Se corrobora que los niños y las niñas están en una constante construcción de su identidad de género, desde los primeros años de su vida son influenciados por los diferentes contextos de los que hace parte (familia, escuela, amigos, redes sociales, entre otros), este bombardeo de enseñanzas psico sociales, permite una gama de posibilidades muy amplia para que pueda identificarse y reconocerse, es entonces a través de la entrevista a padres de familia y los mismos niños que se identifica la claridad del cómo debe ser y cómo debe comportarse según su género, sin embargo dicha configuración es incierta, ni si quiera el mismo individuo puede ser consciente de lo que llegará a ser como mujer o como hombre, desde las expresiones se muestra el arraigo de costumbres familiares, pero como los niños están en una etapa incipiente aún pueden ser influenciados positivamente. Algo que no se puede dejar al azar son las primeras enseñanzas, primordialmente las de la familia, son quienes fundamentan principios y comportamientos en cuanto al rol de género; la escuela debe ser parte importante y líder en la formación de los padres, madres y acompañantes de los niños, con el objetivo de trascender en la sociedad, generando conciencia y empoderamiento frente a los derechos, condiciones y expectativas de sus propias vidas y las de los demás, dicha tarea debe iniciar desde las bases porque cuando se cree conciencia en las familias de la importancia de la equidad en las relaciones entre sus miembros, podrá conllevar al ejercicio del poder sin perjuicio para ninguno, viviéndose y experimentándose de una forma natural, dando como resultado seres armónicos, felices y

conformes con el rol de género construido, propiciando relaciones horizontales y por ende más justas.
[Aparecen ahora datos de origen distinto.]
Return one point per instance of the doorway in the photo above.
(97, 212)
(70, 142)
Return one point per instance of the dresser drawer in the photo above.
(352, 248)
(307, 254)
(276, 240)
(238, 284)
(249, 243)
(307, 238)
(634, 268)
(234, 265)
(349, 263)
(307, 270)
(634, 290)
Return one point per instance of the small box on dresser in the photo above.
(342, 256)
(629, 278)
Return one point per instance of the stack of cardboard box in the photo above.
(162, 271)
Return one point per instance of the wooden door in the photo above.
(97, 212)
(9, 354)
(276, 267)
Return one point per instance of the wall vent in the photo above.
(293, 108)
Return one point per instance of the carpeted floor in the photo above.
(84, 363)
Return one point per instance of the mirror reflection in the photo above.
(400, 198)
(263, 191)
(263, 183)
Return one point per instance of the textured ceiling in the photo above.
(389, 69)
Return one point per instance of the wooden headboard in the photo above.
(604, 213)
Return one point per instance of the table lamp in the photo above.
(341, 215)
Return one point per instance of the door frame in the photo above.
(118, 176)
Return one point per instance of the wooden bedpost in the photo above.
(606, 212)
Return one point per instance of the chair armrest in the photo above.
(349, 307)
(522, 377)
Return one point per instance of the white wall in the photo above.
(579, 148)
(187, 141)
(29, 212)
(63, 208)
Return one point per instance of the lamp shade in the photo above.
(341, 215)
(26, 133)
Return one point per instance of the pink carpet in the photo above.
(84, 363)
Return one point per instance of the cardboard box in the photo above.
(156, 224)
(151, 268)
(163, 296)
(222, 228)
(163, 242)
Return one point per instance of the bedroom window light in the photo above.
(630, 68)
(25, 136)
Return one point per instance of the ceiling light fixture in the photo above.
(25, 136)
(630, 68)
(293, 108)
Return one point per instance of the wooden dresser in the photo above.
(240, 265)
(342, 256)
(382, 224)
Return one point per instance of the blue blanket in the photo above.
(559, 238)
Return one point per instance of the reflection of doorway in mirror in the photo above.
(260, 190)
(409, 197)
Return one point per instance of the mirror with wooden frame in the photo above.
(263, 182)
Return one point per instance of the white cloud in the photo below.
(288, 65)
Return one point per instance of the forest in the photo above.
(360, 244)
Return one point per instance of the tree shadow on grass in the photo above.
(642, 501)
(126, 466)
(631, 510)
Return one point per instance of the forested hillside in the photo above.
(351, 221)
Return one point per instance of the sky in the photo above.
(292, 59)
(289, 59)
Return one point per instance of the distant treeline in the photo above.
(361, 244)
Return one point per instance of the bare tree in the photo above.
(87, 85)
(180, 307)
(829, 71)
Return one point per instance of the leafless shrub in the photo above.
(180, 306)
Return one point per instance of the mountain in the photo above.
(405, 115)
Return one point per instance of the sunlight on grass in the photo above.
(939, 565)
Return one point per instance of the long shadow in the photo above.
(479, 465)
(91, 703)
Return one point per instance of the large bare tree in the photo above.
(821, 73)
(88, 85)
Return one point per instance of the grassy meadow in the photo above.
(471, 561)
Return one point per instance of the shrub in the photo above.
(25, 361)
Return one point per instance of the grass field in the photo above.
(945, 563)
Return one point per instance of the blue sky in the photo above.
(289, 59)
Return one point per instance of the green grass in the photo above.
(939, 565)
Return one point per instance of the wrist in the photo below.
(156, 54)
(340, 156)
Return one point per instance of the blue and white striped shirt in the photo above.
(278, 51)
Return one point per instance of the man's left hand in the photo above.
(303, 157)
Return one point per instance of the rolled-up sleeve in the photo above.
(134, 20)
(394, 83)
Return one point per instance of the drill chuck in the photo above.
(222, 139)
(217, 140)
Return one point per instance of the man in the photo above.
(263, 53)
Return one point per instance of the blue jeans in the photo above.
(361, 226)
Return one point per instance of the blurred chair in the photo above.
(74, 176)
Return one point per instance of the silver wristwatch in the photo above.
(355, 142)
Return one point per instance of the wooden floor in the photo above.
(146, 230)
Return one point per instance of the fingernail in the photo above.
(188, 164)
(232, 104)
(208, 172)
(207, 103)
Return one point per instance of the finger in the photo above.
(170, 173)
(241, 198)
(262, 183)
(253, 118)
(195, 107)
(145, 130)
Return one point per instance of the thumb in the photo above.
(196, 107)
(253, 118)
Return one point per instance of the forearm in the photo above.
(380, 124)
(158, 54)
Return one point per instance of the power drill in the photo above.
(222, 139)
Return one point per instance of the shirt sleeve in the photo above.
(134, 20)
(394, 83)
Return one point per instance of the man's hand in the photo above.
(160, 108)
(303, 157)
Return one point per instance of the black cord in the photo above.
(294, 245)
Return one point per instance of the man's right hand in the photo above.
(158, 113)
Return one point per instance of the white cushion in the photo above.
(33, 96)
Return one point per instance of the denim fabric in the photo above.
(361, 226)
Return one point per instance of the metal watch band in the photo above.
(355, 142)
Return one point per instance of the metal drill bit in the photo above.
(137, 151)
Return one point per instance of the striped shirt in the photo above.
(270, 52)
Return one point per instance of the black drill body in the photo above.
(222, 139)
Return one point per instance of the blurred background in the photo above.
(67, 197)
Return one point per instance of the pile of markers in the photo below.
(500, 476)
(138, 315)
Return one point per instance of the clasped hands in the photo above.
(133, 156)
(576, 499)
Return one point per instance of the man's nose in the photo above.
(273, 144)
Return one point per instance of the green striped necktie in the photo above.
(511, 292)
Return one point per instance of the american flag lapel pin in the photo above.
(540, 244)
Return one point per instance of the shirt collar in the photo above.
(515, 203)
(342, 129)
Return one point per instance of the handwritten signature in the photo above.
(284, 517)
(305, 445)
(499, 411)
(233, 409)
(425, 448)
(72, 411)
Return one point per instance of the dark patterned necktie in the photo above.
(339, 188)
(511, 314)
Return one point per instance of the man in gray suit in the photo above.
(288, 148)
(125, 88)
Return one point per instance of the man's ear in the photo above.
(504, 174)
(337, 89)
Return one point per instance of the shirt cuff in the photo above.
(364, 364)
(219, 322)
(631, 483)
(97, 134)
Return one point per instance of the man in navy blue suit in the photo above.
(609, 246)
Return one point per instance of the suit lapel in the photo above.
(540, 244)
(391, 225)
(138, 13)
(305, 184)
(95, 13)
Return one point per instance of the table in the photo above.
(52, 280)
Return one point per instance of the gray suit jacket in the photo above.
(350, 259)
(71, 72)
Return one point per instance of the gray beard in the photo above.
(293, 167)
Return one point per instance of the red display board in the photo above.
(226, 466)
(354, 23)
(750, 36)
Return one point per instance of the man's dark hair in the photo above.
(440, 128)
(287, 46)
Cuando los niños o niñas observan alguna situación que desde su construcción del rol de género es contraria, por ejemplo cuando una niña usa un cuaderno con carátula de balón de fútbol, o cuando un niño recibe un papel de color fucsia o rosado para el desarrollo de una actividad, generalmente lo expresa espontáneamente, causando circunstancias de confrontación y cuestionamientos, ellos asocian los colores, los juegos y ciertas imágenes a su diferenciación de género, con comentarios como ¿usted es un niña? ¿por qué usa ese cuaderno de niños?, estos comentarios causan reacciones de abstención al uso de lo que no sea de su género, los niños también se influencian a través del lenguaje entre ellos mismos, se agrupan según sus

características y dejan bien claro cuál es el dominio de las niñas y de los niños frente a los objetos o colores, nosotros los adultos lo catalogamos como altercados, como imprudencias o falta de tolerancia, pero detrás de esto hay toda una construcción y consolidación de roles de género, una forma de autodefinición, sin ningún asomo de querer burlarse o lastimar a sus compañeros, simplemente reafirman lo que aprenden en el hogar y lo que textualmente escuchan en los medios de comunicación.